Jamie Peters, campaigns director at Friends of the Earth, told The Independent: “The UK government is still offering tax breaks to climate-wrecking fossil fuel companies. Any green levies on energy bills must go hand-in-hand with proper taxes on fossil fuel companies, and the UK government must make sure that these giant multinational companies who can afford to pay their taxes, do.
“We must keep moving on climate action, but equally the path to net-zero must not leave anyone behind.”
Mr Vince said that the energy sector was unique in having taxes imposed directly on it to fund government social and environmental programmes, at a cost of £6bn a year to consumers on top of the £3bn they pay in VAT on heating.
“We don’t have a price cap in food, we don’t put VAT on food and we don’t add the cost of farming support to food bills – but food poverty is a far bigger issue in our country, affecting millions more people than energy poverty,” he said.
“Government needs to take a consistent approach and if they truly care about energy bills being too high, then remove government tax at least. End energy bill hypocrisy – talking of their concern for the affordability of energy while at the same time making it less affordable.”
He called for a windfall tax on excess North Sea profits, which he said were “unexpected and unneeded” by producers this winter.
“It makes sense to move this money around, rather than burden energy users with a massive price hike, while North Sea operators make a killing,” he said.

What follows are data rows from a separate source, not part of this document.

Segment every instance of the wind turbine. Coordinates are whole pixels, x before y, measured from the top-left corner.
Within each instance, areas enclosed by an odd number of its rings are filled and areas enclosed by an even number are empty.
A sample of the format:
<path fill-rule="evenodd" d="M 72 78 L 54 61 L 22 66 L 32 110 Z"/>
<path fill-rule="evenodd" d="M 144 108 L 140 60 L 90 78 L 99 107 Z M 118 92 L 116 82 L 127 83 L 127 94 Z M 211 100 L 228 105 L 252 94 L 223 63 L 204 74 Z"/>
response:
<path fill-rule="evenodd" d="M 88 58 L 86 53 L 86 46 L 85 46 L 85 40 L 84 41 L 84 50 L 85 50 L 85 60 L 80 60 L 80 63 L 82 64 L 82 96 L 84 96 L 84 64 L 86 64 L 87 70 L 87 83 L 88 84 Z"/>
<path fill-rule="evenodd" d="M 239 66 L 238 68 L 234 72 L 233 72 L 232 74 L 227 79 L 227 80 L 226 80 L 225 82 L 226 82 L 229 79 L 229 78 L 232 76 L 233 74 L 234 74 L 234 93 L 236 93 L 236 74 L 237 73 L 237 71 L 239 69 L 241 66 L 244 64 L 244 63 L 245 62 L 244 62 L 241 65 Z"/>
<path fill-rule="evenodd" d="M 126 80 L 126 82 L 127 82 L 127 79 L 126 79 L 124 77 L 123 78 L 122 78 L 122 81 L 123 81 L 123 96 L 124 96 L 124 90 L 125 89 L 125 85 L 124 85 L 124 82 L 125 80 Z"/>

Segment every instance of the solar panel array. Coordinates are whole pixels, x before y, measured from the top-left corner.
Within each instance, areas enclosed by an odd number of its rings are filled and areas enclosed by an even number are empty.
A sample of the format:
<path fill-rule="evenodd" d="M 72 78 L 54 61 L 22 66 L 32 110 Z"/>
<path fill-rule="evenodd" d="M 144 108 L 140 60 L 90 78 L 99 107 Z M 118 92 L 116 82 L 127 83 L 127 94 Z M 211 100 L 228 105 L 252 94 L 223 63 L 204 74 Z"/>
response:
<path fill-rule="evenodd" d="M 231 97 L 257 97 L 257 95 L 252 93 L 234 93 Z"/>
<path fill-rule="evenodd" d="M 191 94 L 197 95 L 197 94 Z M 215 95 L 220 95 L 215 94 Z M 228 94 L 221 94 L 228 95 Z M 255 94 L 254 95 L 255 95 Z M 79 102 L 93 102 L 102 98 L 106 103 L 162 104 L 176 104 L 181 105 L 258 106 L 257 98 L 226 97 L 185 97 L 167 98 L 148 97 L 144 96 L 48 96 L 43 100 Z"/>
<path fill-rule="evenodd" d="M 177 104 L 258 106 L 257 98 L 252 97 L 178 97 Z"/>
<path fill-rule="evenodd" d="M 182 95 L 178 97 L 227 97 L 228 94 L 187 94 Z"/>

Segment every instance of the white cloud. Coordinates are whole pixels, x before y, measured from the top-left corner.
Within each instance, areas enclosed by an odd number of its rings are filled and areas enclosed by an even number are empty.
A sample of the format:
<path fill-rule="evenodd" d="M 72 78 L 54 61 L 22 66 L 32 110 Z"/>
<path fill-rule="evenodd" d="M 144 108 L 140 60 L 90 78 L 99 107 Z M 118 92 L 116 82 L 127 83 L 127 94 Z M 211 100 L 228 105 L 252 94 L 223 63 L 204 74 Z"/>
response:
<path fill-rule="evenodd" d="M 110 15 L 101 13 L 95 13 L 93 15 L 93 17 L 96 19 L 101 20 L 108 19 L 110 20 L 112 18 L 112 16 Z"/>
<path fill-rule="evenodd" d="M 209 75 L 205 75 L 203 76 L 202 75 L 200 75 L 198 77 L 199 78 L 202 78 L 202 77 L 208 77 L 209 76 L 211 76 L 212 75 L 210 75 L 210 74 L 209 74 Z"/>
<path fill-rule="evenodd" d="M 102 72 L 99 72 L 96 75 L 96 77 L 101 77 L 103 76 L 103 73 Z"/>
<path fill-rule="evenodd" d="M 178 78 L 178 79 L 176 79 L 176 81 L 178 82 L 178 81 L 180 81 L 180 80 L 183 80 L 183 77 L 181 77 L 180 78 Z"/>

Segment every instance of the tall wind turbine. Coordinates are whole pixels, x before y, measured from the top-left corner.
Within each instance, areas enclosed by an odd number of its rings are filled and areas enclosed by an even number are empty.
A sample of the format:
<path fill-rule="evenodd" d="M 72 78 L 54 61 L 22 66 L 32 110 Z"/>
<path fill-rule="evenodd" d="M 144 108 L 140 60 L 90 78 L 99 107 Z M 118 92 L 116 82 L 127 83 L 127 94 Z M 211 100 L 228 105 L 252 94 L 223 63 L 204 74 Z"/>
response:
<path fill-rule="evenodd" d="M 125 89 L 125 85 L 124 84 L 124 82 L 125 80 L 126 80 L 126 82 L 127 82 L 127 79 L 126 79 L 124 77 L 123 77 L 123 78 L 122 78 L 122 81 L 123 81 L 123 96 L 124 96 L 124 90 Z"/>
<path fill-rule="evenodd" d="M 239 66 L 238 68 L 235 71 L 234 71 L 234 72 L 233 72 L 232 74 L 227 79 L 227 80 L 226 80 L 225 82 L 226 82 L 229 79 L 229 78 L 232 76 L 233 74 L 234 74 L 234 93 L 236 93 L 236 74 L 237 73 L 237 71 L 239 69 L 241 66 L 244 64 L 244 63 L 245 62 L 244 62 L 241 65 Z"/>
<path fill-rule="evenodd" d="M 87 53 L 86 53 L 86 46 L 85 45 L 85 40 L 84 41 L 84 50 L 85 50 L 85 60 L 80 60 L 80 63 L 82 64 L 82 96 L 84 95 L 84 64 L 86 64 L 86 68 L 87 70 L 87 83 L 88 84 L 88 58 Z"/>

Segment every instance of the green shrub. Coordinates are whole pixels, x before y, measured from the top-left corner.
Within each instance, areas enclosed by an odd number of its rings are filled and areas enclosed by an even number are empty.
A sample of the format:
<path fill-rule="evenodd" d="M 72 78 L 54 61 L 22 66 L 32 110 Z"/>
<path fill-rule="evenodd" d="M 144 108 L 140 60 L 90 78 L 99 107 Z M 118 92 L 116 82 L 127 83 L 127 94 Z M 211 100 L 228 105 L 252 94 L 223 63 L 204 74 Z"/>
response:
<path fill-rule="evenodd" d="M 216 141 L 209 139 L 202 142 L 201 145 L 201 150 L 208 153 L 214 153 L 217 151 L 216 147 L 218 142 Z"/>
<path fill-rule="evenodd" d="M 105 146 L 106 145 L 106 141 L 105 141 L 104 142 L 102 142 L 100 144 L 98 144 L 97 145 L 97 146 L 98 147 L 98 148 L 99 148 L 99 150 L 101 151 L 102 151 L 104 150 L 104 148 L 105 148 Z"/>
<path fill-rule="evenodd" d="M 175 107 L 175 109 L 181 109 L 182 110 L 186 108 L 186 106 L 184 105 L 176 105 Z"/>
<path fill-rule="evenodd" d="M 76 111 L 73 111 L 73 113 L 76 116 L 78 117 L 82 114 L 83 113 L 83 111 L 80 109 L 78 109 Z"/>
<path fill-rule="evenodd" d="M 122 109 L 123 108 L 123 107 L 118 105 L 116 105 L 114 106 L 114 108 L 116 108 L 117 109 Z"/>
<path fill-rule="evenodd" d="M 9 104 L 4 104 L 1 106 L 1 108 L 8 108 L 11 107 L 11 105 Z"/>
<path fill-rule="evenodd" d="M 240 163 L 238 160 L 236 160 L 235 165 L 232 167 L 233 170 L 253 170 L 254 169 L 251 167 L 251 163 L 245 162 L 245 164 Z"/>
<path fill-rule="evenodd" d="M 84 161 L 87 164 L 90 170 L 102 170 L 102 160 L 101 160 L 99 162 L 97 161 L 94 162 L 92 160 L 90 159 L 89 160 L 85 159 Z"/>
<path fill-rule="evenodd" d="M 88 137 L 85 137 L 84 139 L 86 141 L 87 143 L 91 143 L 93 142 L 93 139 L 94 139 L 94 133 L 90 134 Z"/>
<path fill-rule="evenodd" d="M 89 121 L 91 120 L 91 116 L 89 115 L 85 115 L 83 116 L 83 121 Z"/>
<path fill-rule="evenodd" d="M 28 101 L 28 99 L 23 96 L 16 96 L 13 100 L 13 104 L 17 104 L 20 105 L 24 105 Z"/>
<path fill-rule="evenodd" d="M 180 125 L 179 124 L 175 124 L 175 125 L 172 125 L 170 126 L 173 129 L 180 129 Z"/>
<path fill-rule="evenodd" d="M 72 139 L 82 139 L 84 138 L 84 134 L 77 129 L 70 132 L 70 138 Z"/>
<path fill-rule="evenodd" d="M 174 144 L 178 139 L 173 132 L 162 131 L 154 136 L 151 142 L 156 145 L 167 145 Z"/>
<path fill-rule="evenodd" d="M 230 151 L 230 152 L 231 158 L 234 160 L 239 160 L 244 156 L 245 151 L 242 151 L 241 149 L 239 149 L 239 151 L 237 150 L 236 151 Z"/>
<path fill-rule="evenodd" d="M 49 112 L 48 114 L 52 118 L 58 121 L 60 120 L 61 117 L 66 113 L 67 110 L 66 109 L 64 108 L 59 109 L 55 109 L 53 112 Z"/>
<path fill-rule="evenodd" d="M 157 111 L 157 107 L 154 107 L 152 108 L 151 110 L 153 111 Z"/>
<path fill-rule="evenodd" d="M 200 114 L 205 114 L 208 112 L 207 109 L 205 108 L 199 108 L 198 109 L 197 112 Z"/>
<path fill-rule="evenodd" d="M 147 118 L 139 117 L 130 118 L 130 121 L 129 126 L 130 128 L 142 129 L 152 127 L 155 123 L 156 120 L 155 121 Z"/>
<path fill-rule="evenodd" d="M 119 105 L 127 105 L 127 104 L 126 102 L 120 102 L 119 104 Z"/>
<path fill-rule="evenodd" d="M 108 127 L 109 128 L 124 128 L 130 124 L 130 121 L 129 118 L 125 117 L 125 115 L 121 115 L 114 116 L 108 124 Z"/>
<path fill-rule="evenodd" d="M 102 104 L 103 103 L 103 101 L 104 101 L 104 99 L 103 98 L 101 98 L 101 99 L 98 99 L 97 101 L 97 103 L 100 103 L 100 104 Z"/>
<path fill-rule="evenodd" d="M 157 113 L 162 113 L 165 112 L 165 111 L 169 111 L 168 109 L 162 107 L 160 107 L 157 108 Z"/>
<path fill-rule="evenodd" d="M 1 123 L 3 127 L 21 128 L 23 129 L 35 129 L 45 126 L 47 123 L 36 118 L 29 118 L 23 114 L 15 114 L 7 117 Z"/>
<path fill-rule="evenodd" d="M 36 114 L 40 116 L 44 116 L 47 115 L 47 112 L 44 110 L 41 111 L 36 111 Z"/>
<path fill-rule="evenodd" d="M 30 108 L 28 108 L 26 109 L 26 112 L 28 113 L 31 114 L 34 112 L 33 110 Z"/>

Barnaby Wharton of trade body RenewableUK said: “Wind and solar are the UK’s cheapest sources of new power bar none, so they offer the best value for money for consumers who are being hit hard by rocketing international gas prices.
“Getting more renewables onto the system, including green hydrogen and more energy storage, will protect consumers against the eye-watering fossil fuel price shocks which are currently pushing bills up.
“Any calls to stop investing in our green future are short-sighted and misguided, as the UK has everything to gain by accelerating the transition to renewables”.